Operating System - HP-UX
1828215 Members
2098 Online
109975 Solutions
New Discussion

creating compressed data and archive into tape

 
S.C. Fun
Advisor

creating compressed data and archive into tape

Hi, I have 2 questions:
1. How to create .tar.gz files so that I could put into the web for distribution? I would expect the user to use the command
gzip -dc [file name]| tar -xvf -
to extract it.

2. How to compress directory or files, and straight away archive it into the tape using
a. fbackup
b. tar ?
Thank u and bye.
10 REPLIES 10
Robin Wakefield
Honored Contributor

Re: creating compressed data and archive into tape

Hi,

To create your gzip file:

# cd dir
# tar cf - ./* | gzip - > filename.tar.gz

To uncompress
# cd another_dir
# gunzip -c filename.tar | tar xf -

For your tape backups, can you not use device compression? Have you a specific example?

Rgds, Robin.

S.C. Fun
Advisor

Re: creating compressed data and archive into tape

The device file I mentioned in the 2nd question could be /dev/rmt/0m . Can I gzip / compress a directory, or files, then fbackup or tar into this tape directly?
Thank u.
Volker Borowski
Honored Contributor

Re: creating compressed data and archive into tape

Hi SC,

if you want to distrubute, be sure to use relative pathnames in tar-command.
(Something you should make sure whenever you extract something-> tar -tvf ...... and check for absolute stuff like /vmunix esp. if added to the end of an tar-archive)
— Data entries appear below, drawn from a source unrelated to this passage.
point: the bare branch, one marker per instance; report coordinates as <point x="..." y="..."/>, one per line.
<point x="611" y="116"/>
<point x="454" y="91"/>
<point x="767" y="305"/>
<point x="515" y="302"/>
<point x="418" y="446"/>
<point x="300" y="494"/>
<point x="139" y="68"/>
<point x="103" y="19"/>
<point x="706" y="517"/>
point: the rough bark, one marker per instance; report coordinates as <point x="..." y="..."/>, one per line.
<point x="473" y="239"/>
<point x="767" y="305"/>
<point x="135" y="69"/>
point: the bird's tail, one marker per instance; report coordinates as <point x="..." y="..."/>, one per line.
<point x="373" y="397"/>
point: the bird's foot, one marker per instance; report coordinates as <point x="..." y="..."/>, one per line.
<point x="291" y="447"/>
if you want to archive everything in the current directory, you should do as suggested,
beside I tend to use

tar -cvf - .

because

tar -cvf - ./*

will not select all hidden files in the current directory like .profile, .netrc or so.

Hope this helps
Volker
Eugen Cocalea
Respected Contributor

Re: creating compressed data and archive into tape

Hi,

1.

cd
tar -cvf - .|gzip - >file.tar.gz

2.

cd
gzip -rv * |tar -cv /dev/

E.
To Live Is To Learn
Carlos Fernandez Riera
Honored Contributor

Re: creating compressed data and archive into tape

Tape device will compress data for you by default.
unsupported
S.C. Fun
Advisor

Re: creating compressed data and archive into tape

Eugen, the 2nd method u suggest seems not working.
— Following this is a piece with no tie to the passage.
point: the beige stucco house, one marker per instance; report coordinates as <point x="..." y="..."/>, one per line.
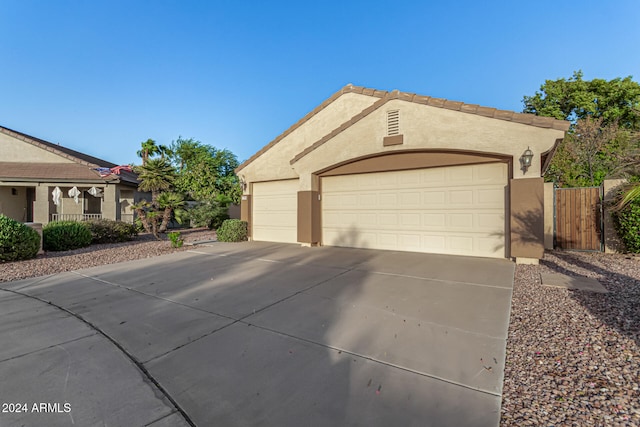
<point x="41" y="181"/>
<point x="400" y="171"/>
Carlos, if we use hardware compression, such as /dev/rmt/c0t4d0BEST, could we control the compression rate? How we know how many percent of data could be compressed at the end of archiving the data?

For e.g., I have 7GB to backup, my tape supports 4GB without compression, 8GB after compression. Could we rest assure that we could backup the data using compress mode?

Thank u.
Eugen Cocalea
Respected Contributor

Re: creating compressed data and archive into tape

Hi,

Hardware compress you can trust :) If they say 8 GB of data it doesn't mean that they will compress your 7GB to fit in 4GB but that they will put 7GB on that tape.

Btw, what's not working on the 2nd example? (that was a solution to soft-compress then archive).

E.
To Live Is To Learn
Volker Borowski
Honored Contributor

Re: creating compressed data and archive into tape

Sorry to contradict,

you will not manage to write 7 GB of zip-files to 4GB Tape with an "estimated" hardwarecompression of 8GB.
The average estimate is 2:1 as this makes sense for an average mixture of binaries (1:1,5) and textfiles (1:4 or better).

Hardware compression has the problem, it has to compress a datastream, so it can not calculate an optimal compression. Usally hardware compression uses Huffman or comparable strategie.
GZIP can calculate an optimal compression code, this is why it is slower than i.e. "compress".
Now the real problem is, that if you pipe compressed data through a Huffman-compress (on the tape) the result will even be bigger than the input !
So if you backup GZIP-files, you should use a NO-compress devicefile !

Hope this helps
Volker
Santosh Nair_1
Honored Contributor

Re: creating compressed data and archive into tape

Volker is correct, you can't always assume that hardware compression will give you 2:1. It depends entirely on the data that you're dumping. Compressed files, i.e. .gz and .Z files, usually get no compression or worse yet, get negative compression because of overhead when you try to re-compress them on tape.

-Santosh
Life is what's happening while you're busy making other plans
Carlos Fernandez Riera
Honored Contributor

Re: creating compressed data and archive into tape

I erased reference to no compresion device in my last response. See man mksf to see how to do it.


I think the best for this 7GB is to write it directly to tape. Using pipes reduce to compress can result i a lower transfer rate which affects to tape performance and capacity.

___

For information: DDS's use Lempel-Ziv compression algorithm. DCLZ (Data compresion Lempel Ziv).